Back in the late 1990s, the only way to support a lot of users was with a three-tiered SAP implementation, but with the advent of more powerful processors, vendors have been using the two-tiered test more frequently because it reflects how many midrange shops really do run applications like SAP. What the SD benchmark does not have is a price metric, so I can only talk about performance at this point.

According to a benchmark test run a few weeks ago, a Model 520 with two 1.65GHz Power5 processors, 1.9MB of L2 cache, 36MB of L3 cache, 8GB of main memory, and 1.3 TB of disk capacity was able to support 433 SD users with an average dialog response time of 1.98 seconds. (A dialog is SAP’s way of saying a portion of a transaction, like logging in, then getting a customer account number and looking up an order. That is three dialog steps, but it may be only a single transaction, to some way of thinking. SAP counts all the steps rather than arguing about what is or is not a transaction.) The i5 Model 520 that IBM tested was running i5/OS V5R3 and its integrated DB2/400 database. That machine, by the way, is the most powerful two-way box IBM sells, whether it runs OS/400 or another operating system. But other two-way machines are right in there, as far as the SD test is concerned.

IBM also recently tested a BladeCenter HS20 blade server equipped with two of Intel’s 3.2GHz Xeon processors, 512KB of L2 cache, 2MB of L3 cache, 6GB of main memory, and 792GB of disk capacity. This IBM blade server was set up with Microsoft Corp’s Windows Server 2003 Enterprise Edition and IBM’s DB2 UDB 8.1 database for Windows. When IBM ran the SD test on it, it could support 428 SD users with an average dialog response time of 1.99 seconds. This is very nearly the same result as with the i5 Model 520.

A nearly identically configured X86-based BX600 blade server from Fujitsu-Siemens, running Novell Inc’s SuSE Linux Enterprise Server 8 and a variant of the open source MySQL database co-developed by SAP AG and MySQL AB, could only handle 385 SAP SD users with an average dialog response time of 1.95 seconds. This particular machine only had 216GB of disk, so it may have been I/O-constrained.

Sun Microsystems Inc has also recently tested its two-way Sun Fire V20z Opteron-based server on the SD test. Sun put two of the 2.2GHz Opteron 248 processors in the V20z, which has 1MB of L2 cache on the chip. It added 16GB of main memory to the box and 948GB of disk capacity.

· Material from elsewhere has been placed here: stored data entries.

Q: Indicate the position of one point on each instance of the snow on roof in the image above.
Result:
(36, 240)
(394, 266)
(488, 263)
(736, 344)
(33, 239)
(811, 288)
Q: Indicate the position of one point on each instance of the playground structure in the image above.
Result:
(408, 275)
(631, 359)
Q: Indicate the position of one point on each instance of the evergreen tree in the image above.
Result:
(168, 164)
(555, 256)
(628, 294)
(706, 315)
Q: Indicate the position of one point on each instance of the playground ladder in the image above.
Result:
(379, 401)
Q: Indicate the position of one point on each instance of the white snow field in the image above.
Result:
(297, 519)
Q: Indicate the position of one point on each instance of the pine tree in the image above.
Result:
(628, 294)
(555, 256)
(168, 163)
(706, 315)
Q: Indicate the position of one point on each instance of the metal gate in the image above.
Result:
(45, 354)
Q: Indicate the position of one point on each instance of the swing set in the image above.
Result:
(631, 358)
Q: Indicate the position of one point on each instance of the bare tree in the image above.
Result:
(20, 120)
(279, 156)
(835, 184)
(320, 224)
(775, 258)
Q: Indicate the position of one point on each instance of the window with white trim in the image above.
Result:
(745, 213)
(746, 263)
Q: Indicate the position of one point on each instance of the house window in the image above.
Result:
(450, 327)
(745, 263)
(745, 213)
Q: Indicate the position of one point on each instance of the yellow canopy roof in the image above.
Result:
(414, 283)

This machine was, ironically, not equipped with Sun’s own Solaris 9 operating system, which can run in 32-bit mode on the 64-bit Opterons, but opted instead for a 64-bit version of SuSE 8 and the Oracle 9i database. This machine could support 410 SD users with an average dialog response time of 1.84 seconds. If Sun had done a bit more tuning to stretch out the response times a little, it may be been able to throw on a few more users.

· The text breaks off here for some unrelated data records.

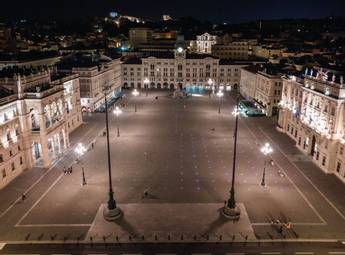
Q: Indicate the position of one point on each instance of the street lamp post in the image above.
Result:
(230, 210)
(146, 84)
(135, 93)
(111, 212)
(266, 150)
(117, 112)
(219, 94)
(210, 83)
(80, 150)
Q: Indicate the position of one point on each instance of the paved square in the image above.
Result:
(180, 152)
(185, 222)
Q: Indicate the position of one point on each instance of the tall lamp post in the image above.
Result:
(210, 83)
(135, 93)
(117, 112)
(231, 210)
(111, 212)
(146, 84)
(266, 150)
(220, 94)
(80, 150)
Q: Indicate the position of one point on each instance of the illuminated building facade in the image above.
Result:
(262, 84)
(204, 43)
(180, 70)
(38, 110)
(95, 72)
(312, 113)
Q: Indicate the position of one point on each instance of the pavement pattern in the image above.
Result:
(180, 152)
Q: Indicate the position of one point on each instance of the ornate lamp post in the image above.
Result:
(117, 112)
(220, 94)
(146, 84)
(111, 212)
(230, 210)
(80, 150)
(266, 150)
(210, 83)
(135, 93)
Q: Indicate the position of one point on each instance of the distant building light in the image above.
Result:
(327, 91)
(113, 14)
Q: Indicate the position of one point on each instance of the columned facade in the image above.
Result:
(312, 113)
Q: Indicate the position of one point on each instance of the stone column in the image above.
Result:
(44, 153)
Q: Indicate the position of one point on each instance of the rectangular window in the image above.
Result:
(323, 160)
(338, 167)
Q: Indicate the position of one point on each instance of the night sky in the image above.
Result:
(216, 10)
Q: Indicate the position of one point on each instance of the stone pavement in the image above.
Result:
(171, 222)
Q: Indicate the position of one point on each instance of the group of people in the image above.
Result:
(67, 170)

While IBM and its partners can use the lower-cost-of-ownership argument as an ace up the sleeve, clearly the performance of the new i5 Model 520 is as good or better than the alternatives in the entry market, as far as the SD test goes. It will take a lot more tests on a lot more benchmarks to prove this to new customers and to excite existing customers to upgrade their machines, of course. But this is an excellent first step for performance-conscious customers.